A meme crossed my path this past week that perfectly summed up such attitudes. Showing a picture of a piece of wood, it read: “I have a 4 x 8 sheet of 5/8” thick plywood. Willing to trade for a 2018-2020 Corvette convertible with less than 10k miles and clean title. No low-ballers. I know what I have.”
As mentioned earlier, radiology job-listings are not an exception to the phenomenon of sometimes-drastic differences between expectations of one player and the next. It was the case when I was last job-hunting, and folks who are currently seeking tell me that it has, if anything, increased with the strong job market. Not to mention the increasing prevalence of staffing via teleradiology. There are recruitment-ads asking for similar hours of coverage whose comp-offerings literally differ from one another by more than 6 figures.
Also as mentioned earlier, some of the players feel the need to take a poke at others who point out that their offerings/demands might be out-of-line with the rest of the market. One tale recently related to me regarded a group which was recruiting for both onsite and telerad positions. The seeker had reached out to the group about the latter, and was unpleasantly surprised to be told that the telerad option’s terms were substantially less favorable than the job profile had described.
Still, he politely responded, saying that he had other options offering better terms (one sticking-point being that he didn’t want a 7-on, 7-off schedule), and would thus not be applying. Wished the hiring-rad best of luck. He got a salty response, implying that he was somehow in the wrong for wanting, and indeed having access, to better deals than that rad group was offering.
To my knowledge, that seeker hasn’t as yet pulled the trigger on any particular job-offer; he’s in a good situation where he doesn’t have to act in a hurry. Maybe those better deals won’t pan out for him…but after that unpleasant retort, he’s particularly disinclined to ever reach out to that rad group again.

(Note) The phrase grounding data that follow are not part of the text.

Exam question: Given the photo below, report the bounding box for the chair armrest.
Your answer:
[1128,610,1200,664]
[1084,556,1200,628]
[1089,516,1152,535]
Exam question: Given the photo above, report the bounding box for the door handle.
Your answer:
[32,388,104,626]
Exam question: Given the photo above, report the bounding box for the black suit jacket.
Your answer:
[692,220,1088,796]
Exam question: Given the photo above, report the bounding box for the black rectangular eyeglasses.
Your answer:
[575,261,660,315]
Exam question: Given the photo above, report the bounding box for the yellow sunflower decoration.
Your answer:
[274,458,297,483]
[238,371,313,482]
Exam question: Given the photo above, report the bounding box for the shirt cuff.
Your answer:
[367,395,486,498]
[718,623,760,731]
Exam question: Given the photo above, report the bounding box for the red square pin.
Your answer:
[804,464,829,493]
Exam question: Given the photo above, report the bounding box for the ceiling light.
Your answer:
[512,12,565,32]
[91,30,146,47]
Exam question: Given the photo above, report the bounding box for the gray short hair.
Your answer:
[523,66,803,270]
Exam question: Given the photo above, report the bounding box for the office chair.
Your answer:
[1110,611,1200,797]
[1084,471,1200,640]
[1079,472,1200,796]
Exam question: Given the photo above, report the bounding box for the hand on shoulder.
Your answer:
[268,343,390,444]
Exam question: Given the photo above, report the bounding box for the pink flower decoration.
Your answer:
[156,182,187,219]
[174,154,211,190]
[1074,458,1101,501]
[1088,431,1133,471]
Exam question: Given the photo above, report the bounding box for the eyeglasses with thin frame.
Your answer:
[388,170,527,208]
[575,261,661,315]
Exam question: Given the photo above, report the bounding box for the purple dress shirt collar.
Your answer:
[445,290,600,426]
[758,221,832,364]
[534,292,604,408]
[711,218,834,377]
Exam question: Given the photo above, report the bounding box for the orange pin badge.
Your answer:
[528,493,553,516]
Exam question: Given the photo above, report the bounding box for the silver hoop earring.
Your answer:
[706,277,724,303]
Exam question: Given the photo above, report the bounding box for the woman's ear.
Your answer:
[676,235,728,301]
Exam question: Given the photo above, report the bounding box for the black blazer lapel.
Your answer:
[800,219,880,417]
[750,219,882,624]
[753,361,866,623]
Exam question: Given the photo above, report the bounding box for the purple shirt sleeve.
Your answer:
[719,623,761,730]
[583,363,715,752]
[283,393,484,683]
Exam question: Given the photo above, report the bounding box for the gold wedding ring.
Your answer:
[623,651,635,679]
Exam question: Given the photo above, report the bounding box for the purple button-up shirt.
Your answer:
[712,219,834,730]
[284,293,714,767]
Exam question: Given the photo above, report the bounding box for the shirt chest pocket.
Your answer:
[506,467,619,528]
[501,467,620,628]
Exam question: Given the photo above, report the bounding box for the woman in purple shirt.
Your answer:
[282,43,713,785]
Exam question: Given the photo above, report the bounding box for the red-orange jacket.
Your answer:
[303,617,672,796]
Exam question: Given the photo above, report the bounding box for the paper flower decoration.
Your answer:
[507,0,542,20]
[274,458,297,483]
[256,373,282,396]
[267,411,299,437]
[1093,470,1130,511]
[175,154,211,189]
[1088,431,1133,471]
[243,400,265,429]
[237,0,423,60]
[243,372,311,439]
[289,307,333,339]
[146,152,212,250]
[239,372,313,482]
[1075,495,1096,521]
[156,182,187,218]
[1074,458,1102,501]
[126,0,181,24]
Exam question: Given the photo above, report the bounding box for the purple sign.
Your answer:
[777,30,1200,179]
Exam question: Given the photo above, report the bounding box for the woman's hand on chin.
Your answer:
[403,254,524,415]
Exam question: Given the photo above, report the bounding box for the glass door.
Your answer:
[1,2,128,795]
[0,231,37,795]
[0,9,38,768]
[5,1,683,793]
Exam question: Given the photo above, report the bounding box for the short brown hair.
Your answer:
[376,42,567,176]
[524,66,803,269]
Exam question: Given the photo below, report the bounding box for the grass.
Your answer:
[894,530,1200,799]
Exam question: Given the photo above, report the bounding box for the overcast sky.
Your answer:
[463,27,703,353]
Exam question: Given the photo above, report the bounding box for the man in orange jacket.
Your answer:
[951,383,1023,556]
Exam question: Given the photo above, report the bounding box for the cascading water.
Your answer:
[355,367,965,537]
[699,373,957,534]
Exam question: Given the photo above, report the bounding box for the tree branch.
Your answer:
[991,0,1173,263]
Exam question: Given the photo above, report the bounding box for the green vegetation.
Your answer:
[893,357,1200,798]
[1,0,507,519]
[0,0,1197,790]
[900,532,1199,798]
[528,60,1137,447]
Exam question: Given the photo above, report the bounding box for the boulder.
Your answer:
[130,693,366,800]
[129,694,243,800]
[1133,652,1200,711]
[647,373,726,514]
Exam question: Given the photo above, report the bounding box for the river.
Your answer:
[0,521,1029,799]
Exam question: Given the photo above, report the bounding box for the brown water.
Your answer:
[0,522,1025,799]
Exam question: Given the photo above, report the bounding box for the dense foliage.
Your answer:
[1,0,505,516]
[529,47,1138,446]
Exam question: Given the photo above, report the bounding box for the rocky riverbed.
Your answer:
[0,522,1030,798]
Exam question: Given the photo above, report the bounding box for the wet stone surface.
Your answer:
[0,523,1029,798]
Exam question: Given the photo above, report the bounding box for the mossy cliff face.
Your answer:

In addition to maybe putting someone more diplomatic in charge of their recruitment, I’d suggest that rad groups take such interactions as wake-up calls. If folks are reaching out to ask about your recruitment and telling you that it’s not even worth their while to apply when they hear your terms, that’s free information you’re being given. Instead of bitterly dismissing it, might be time to re-examine what other groups are asking/offering in their job-listings…and make some changes to remain competitive.
Of course, that goes for the job seekers, too. If your radiological offerings are tantamount to a sheet of plywood, and you think you’re going to land a cherry Corvette of a gig with them...you probably have an expectation adjustment in your future.